We are developing a real-time voice AI platform that combines speech recognition, LLM-driven reasoning, and natural-sounding text-to-speech capabilities. This is production-grade software designed to run continuously, scale under heavy load, and deliver human-like conversations with minimal latency.
If you are a seasoned Python engineer who thrives on building resilient systems and solving tough concurrency challenges, this is the role for you.

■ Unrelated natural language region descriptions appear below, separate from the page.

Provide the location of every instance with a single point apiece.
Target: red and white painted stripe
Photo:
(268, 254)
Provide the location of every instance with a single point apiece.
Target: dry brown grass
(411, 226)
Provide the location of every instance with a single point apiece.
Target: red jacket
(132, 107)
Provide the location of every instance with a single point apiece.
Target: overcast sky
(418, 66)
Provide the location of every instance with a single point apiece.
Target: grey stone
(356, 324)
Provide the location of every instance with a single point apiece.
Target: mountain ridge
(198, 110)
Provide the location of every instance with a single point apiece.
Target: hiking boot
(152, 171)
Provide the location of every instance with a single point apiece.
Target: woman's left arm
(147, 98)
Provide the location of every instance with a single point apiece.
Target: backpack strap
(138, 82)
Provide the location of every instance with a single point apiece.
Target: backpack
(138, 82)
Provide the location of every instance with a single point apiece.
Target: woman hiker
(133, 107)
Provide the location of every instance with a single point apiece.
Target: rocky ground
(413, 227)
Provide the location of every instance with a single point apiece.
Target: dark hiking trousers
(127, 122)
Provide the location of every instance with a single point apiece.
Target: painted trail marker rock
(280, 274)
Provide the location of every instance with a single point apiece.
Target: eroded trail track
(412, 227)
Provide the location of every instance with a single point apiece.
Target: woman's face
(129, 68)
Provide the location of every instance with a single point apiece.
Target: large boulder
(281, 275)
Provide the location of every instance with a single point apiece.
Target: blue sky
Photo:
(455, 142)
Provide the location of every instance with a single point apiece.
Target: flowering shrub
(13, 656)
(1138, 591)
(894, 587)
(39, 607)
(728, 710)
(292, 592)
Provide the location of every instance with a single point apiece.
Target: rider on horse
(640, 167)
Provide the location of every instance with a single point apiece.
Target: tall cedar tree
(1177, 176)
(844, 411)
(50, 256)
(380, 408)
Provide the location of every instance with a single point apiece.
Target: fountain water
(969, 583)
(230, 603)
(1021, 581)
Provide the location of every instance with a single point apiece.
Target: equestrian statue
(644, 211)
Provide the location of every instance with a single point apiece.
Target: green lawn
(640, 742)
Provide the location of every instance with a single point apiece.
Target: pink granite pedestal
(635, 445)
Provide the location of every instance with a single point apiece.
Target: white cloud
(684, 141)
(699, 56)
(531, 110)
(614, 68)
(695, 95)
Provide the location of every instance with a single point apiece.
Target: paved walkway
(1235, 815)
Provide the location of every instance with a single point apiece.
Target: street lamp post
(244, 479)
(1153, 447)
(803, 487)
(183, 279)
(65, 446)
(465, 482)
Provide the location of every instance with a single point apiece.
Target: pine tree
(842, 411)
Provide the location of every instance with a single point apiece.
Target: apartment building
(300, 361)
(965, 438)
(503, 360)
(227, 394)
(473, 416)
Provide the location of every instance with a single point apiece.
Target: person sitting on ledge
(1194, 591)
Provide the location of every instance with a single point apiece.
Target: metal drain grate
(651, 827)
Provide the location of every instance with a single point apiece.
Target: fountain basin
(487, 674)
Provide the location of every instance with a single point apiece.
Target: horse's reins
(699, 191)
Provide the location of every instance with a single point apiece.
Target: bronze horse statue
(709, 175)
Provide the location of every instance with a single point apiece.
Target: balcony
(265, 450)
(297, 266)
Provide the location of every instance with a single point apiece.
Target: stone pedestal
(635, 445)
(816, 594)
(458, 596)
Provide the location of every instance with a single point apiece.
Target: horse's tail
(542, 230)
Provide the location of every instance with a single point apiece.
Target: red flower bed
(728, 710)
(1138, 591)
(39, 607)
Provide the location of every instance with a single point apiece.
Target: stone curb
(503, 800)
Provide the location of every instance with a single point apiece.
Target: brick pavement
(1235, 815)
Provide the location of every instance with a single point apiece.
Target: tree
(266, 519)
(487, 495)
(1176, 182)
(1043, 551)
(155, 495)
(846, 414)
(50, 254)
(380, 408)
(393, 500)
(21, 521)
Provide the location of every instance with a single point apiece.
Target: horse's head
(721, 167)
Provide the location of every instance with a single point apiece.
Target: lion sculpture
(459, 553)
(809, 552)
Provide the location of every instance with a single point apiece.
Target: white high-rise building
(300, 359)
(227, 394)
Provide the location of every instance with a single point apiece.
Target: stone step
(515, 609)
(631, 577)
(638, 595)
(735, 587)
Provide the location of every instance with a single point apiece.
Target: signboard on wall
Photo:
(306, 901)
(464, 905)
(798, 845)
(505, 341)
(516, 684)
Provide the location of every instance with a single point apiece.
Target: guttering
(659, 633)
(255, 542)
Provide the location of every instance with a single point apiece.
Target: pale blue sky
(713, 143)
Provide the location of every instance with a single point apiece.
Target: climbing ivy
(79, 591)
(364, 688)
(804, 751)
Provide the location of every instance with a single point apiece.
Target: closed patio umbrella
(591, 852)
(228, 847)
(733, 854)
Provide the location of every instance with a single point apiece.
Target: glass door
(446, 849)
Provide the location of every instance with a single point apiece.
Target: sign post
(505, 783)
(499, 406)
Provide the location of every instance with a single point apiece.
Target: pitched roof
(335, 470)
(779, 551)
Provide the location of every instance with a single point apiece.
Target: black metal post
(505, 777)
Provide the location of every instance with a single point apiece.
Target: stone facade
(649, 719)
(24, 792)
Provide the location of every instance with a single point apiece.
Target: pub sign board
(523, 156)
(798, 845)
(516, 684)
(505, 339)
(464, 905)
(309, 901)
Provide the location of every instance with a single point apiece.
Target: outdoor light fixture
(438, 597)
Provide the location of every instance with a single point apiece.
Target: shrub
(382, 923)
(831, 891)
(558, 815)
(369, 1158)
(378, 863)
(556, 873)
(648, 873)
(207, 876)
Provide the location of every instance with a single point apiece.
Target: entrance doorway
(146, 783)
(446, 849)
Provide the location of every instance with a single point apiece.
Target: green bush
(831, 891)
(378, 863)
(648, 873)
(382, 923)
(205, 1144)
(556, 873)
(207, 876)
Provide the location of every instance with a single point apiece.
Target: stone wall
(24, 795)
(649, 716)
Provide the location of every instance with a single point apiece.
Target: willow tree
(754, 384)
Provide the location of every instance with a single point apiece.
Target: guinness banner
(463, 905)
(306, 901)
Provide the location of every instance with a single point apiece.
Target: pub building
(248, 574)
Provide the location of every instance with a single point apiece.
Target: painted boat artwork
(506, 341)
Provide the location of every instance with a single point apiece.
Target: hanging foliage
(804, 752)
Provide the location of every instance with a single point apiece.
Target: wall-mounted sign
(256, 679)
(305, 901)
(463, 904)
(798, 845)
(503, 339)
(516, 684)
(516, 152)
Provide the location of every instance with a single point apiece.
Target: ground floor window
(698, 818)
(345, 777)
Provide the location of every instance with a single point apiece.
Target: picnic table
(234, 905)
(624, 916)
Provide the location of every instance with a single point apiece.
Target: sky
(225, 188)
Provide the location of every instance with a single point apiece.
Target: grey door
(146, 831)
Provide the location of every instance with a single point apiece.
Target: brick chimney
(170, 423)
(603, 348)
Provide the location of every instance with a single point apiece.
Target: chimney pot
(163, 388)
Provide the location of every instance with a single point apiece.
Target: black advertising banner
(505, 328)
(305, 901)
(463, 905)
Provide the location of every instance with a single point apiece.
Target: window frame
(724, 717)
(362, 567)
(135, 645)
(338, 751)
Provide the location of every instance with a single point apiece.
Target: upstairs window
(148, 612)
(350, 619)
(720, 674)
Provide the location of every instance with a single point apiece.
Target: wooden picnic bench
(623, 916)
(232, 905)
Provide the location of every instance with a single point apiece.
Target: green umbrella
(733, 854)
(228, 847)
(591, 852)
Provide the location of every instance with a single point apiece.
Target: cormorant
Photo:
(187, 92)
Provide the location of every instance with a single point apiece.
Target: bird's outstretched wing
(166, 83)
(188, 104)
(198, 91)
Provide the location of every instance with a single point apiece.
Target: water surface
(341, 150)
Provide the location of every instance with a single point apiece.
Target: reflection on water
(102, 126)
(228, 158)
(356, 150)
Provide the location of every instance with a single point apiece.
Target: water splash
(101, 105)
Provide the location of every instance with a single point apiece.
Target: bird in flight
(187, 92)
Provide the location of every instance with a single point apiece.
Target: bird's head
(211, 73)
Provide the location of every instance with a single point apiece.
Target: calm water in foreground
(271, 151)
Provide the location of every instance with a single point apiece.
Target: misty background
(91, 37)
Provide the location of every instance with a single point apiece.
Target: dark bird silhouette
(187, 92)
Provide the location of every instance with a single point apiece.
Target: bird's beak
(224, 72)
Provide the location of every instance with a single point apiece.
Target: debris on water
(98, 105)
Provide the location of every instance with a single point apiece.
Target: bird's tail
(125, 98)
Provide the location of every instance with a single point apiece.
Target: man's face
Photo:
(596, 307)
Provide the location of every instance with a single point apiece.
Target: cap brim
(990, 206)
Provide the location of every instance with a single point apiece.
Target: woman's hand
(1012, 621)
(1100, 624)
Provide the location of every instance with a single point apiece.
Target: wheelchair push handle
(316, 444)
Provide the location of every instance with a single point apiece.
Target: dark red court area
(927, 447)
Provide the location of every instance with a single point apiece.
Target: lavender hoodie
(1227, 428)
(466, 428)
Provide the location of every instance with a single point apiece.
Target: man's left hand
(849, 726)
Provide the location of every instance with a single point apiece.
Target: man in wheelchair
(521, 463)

What You’ll Do/Essential Job Functions
- Architect and build the conversation orchestration service: ASR → LLM inference → TTS streaming in real time
- Write robust, asynchronous Python code designed to handle high concurrency without deadlocks, race conditions, or memory leaks
- Design and maintain clean, well-structured APIs for future scalability and ease of debugging
- Manage interaction data using SQLAlchemy (or equivalent) with efficient schema design and safe migrations
- Implement observability: structured logging, metrics, and tracing across the system for instant issue diagnosis
- Partner with ML and Product teams to rapidly iterate on conversation flow and user experience
- Enforce a strong testing culture: automated unit tests, E2E flows, and load testing
- Build resilient systems capable of handling real-world edge cases like noisy audio, unreliable APIs, and flaky networks
- Continuously profile, optimize, and reduce latency and response times
Requirements
What We Expect You To Know/Requirement
- Deep Python expertise: 5+ years in Python, production systems experience required, context managers, generators, event loops, GIL, and effective use of asyncio
- Database fundamentals: data modeling, efficient queries, ORM best practices
- Networking & I/O: streaming, backpressure, and resilient design for unreliable networks
- Testing discipline: delivering production-ready, validated code
- Observability mindset: metrics, logs, and traces are integral to your coding process
- Production readiness: You’ve built and supported systems running live at scale.
What You’re Like
- Curious: You don’t just fix bugs — you find root causes
- Calm under pressure: You can diagnose incidents, resolve them quickly, and prevent recurrences
- Pragmatic: You solve problems without over-engineering
- Collaborative: You write code for your teammates and your future self
- Quality-driven: You refuse to compromise on correctness and reliability
- Data-informed: You make decisions based on real latency metrics, throughput, and error rates
What To Expect
This is not a feature-factory role. You will be responsible for building a real-time system that stays online, hits latency targets, and performs reliably under pressure.
Team Culture
- Direct, collaborative, and low on politics
- High ownership: see your work running in production, serving real users
- Obsessed with clarity, correctness, and reliability
- Fast-moving: minimal ceremony, maximum impact
- Pragmatic planning: no endless poker sessions — scope, assign, design, deploy.
Your Daily Work
- Ensure performance, reliability, and observability in everything you build
- Collaborate closely with ML and product teams on speech recognition, TTS voices, and LLM behavior.
- Monitor, debug, and improve the system as it runs in production.
Working Terms: The candidate must be flexible and work during US hours at least until 6 PM ET, which is essential for this role & must have their own system/work setup for remote work.